1- AKP-HDP koalisyonu hiç tartışılmıyor. Hatta imkânsız gözle görülüyor. Tahmin ediyorum ki HDP’nin koalisyondan ne isteyeceği hem çok açık değil, hem de istediklerinin ne oranda gerçekleşebileceği, AKP’yi korkutuyordur. Bu nedenle böyle bir koalisyon ihtimal dışı kalıyor
2- AKP-MHP koalisyonu gerçekleşebilir. Meclis Başkanlığı seçiminde MHP’nin gösterdiği ve kimsenin çözemediği tavır, ileride böyle bir koalisyon olursa daha iyi anlaşılacaktır.
AKP-MHP koalisyonu için görüşmeler yapıldığı biliniyor... Hatta MHP’nin Milli Eğitim, İçişleri, Kültür ve AB Bakanlığını istediği basına yansıyan haberler arasında yer alıyor. AKP’nin İçişleri Bakanlığı’nı vermesi çok olası görünmüyor.

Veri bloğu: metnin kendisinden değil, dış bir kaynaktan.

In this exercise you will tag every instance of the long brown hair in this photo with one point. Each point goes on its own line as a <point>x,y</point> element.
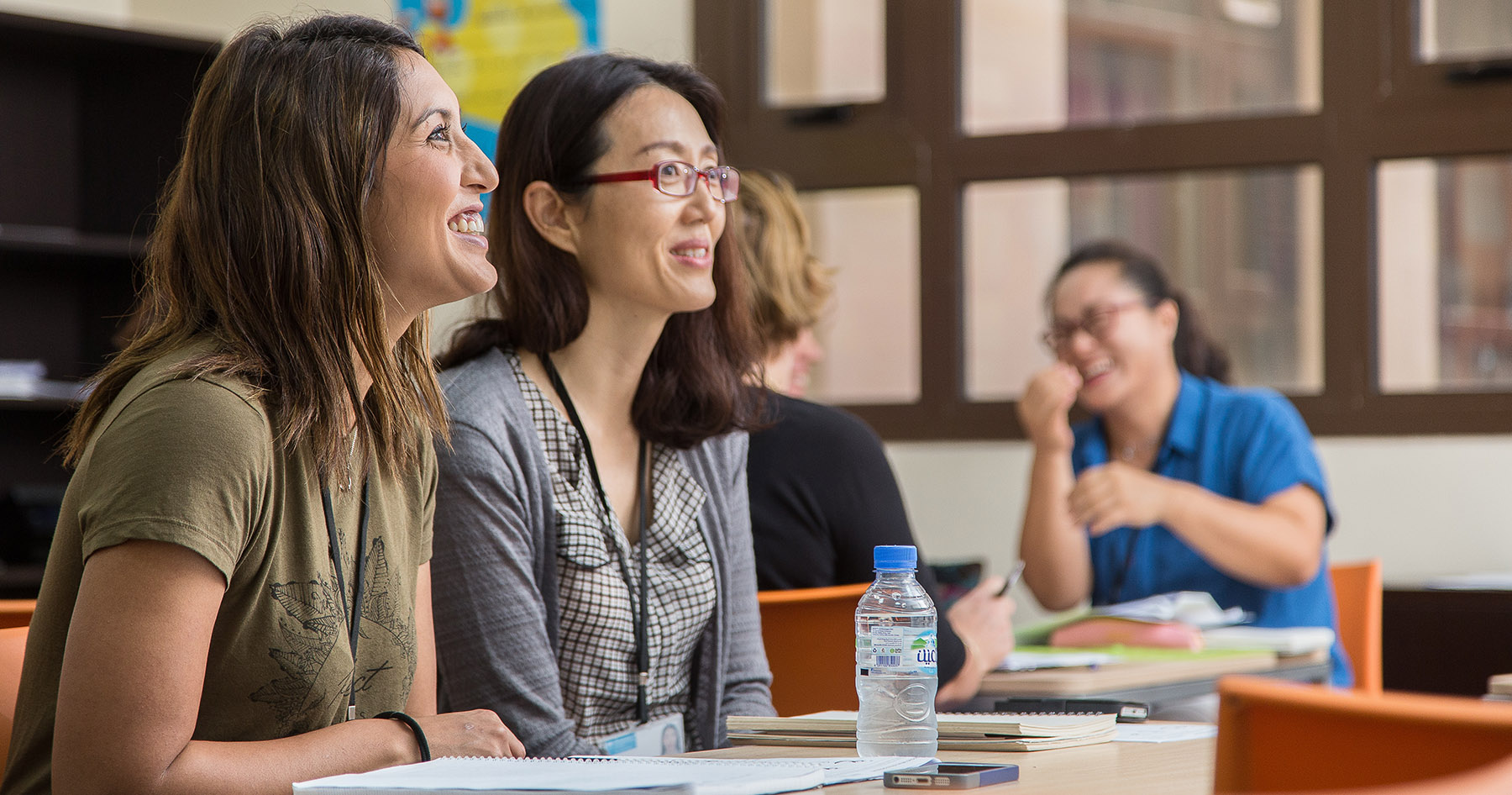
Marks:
<point>1194,350</point>
<point>693,386</point>
<point>262,244</point>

Bunun yanında Çevre ve Şehircilik Bakanlığı ile Adalet Bakanlığı’nı vermesi de olanaksız görünüyor.
AKP-MHP tabanının en az yüzde 50 oranında çakıştığını tahmin ediyorum. Bu durum koalisyon için hem zorluk, hem de kolaylık yaratıyor.
Kolaylık yaratıyor... Çünkü zıtlıklar azalmış oluyor... Zorluk yaratıyor... Çünkü her iki parti de, biri diğerinin tabanını çekmek istiyor.
3- AKP-CHP koalisyonu, ihtimal dahilindedir. Aslında bugünkü siyasi ve ekonomik konjonktürde daha da gereklidir.
AKP-CHP koalisyonu adeta bir restorasyon koalisyonu olacaktır.
1- Durgunluğun etkili olduğu bir ekonomik istikrar sorunu yaşıyoruz. AKP-CHP koalisyonu ekonomiye ve piyasaya güven ve istikrar verecektir. Piyasanın beklentileri de bu yöndedir.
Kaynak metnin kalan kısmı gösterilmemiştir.